Hadath el Jebbeh is well known by its cold (sometimes freezing) snowy weather during winter, and its cool weather during summer, which makes it lovely to visit anytime throughout the year, especially in the summer season, where numerous Lebanese consider it one of the best summer residences in Lebanon.

==Etymology==
===Haddath===
Hadath is the name of three localities in Lebanon. To differentiate between the localities, the name of the region is added, Hadath Beirut, Hadath Baalbeck and finally Hadath el Joubbeh. Other localities by this name exist in the Middle East.

The Semitic root of Hadath means "the new", hence the name could mean "the new town".

The common pronunciation of the name is Hadad or Hadid.
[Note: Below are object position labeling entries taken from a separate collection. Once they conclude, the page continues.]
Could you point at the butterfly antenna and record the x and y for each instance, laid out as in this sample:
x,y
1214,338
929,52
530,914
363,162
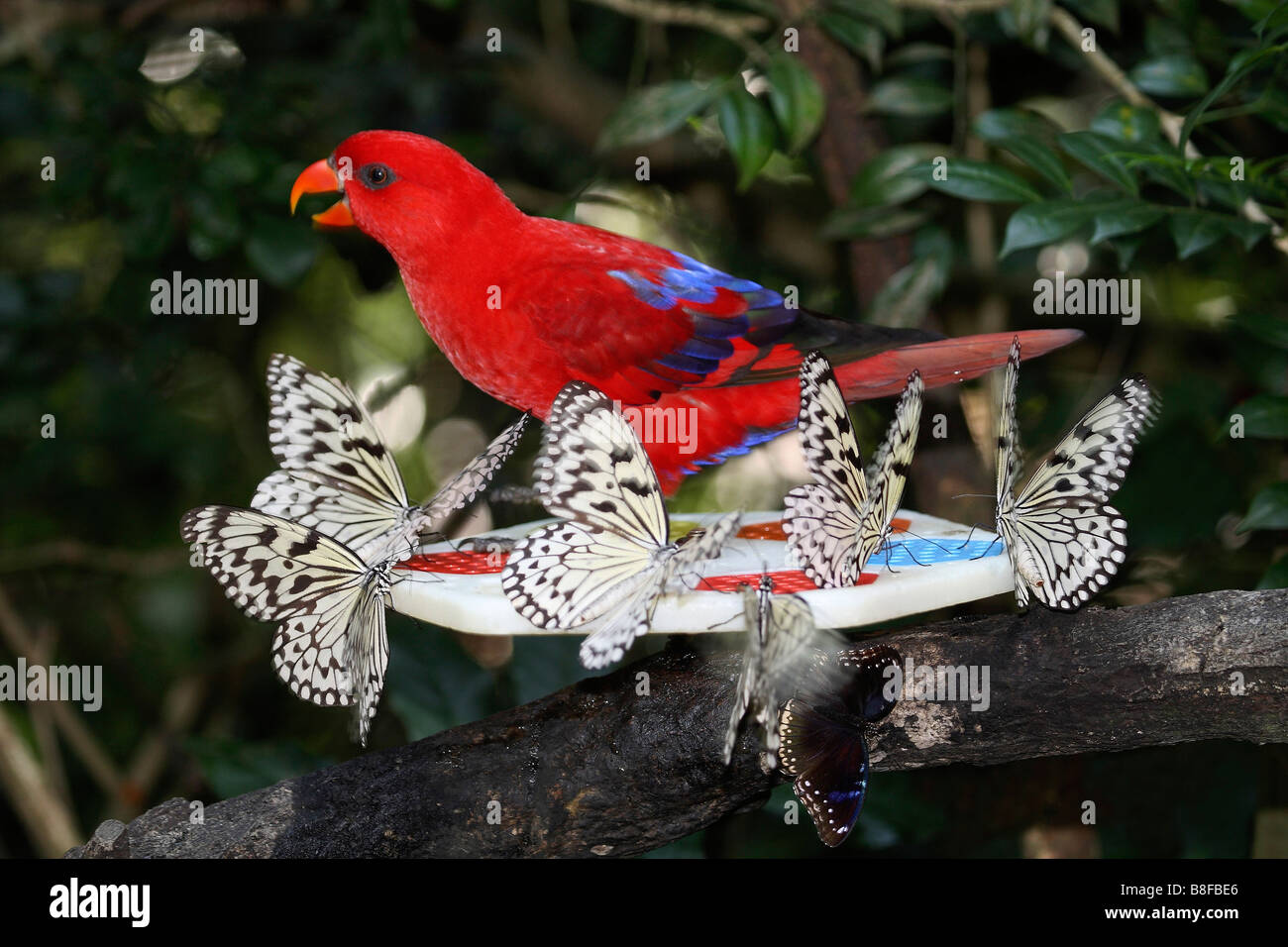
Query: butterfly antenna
x,y
936,544
996,540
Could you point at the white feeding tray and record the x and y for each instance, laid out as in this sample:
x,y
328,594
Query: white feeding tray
x,y
927,569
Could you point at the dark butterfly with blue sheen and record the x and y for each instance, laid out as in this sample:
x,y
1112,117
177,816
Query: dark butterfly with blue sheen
x,y
820,735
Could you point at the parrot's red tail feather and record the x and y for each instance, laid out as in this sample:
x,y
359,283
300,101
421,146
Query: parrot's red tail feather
x,y
943,361
690,428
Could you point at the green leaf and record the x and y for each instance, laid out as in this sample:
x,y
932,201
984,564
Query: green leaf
x,y
909,95
1270,329
1162,163
748,131
797,99
1039,158
281,250
872,223
883,179
880,12
1194,231
1044,223
1129,124
1176,73
1275,577
917,53
1265,415
1164,37
864,39
1126,249
432,684
1269,509
1125,217
977,180
235,767
1273,25
909,294
1030,21
655,112
1098,154
999,124
1239,65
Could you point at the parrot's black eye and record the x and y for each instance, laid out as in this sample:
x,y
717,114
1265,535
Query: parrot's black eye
x,y
375,175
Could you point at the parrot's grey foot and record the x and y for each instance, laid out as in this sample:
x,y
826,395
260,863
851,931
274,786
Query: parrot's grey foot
x,y
493,545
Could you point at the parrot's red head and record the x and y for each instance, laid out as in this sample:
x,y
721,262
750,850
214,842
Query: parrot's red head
x,y
402,189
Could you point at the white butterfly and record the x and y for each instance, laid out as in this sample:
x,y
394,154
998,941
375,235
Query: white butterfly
x,y
836,523
330,644
782,644
609,556
338,475
1064,539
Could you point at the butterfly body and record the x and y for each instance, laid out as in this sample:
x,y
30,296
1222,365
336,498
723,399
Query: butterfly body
x,y
339,476
330,646
1063,538
822,735
608,558
782,642
838,521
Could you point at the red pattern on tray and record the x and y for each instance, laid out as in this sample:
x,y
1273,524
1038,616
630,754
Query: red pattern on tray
x,y
773,530
467,564
785,581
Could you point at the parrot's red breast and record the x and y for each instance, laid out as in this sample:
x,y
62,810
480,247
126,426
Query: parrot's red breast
x,y
523,304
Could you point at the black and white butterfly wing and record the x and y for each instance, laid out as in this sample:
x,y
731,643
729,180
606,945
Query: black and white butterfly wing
x,y
1008,434
822,536
567,574
636,595
338,475
1065,554
703,543
351,518
782,644
755,613
827,436
593,471
822,518
460,491
890,472
829,763
1064,540
316,587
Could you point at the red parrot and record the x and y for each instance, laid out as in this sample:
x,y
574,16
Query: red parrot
x,y
522,304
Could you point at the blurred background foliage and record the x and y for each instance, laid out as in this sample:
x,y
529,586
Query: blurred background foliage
x,y
811,167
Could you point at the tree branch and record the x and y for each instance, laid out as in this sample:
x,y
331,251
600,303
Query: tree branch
x,y
603,768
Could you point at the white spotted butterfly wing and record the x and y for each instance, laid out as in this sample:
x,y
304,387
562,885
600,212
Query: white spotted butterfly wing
x,y
608,558
782,643
823,746
837,522
330,646
1063,538
339,476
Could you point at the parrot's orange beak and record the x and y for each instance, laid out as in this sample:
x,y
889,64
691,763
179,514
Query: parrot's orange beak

It gives an indication to a probable different meaning. Hadad was the northwest Semitic storm and rain god and the town could have had a temple dedicated to this god. And the popular tradition claims that the church dedicated to the saint patron of Hadath, Saint Daniel, was built on the remnants of a pagan temple.

===Jebbeh===
Jebbeh is the traditional name of the Kadisha region, called also Jebbet Bsharri in reference to Bsharri the largest town of this region. The Semitic root Gb means "well", "deep" and could be a reference to the deep gorges of the Kadisha. In Lebanon, other Jebbeh exist like Jebbet Mnaytra and Jebbet Yanuh.

==Demographics==
In 2014 Christians made up 97.83% of registered voters in Hadath el Jebbeh. 92.71% of the voters were Maronite Catholics.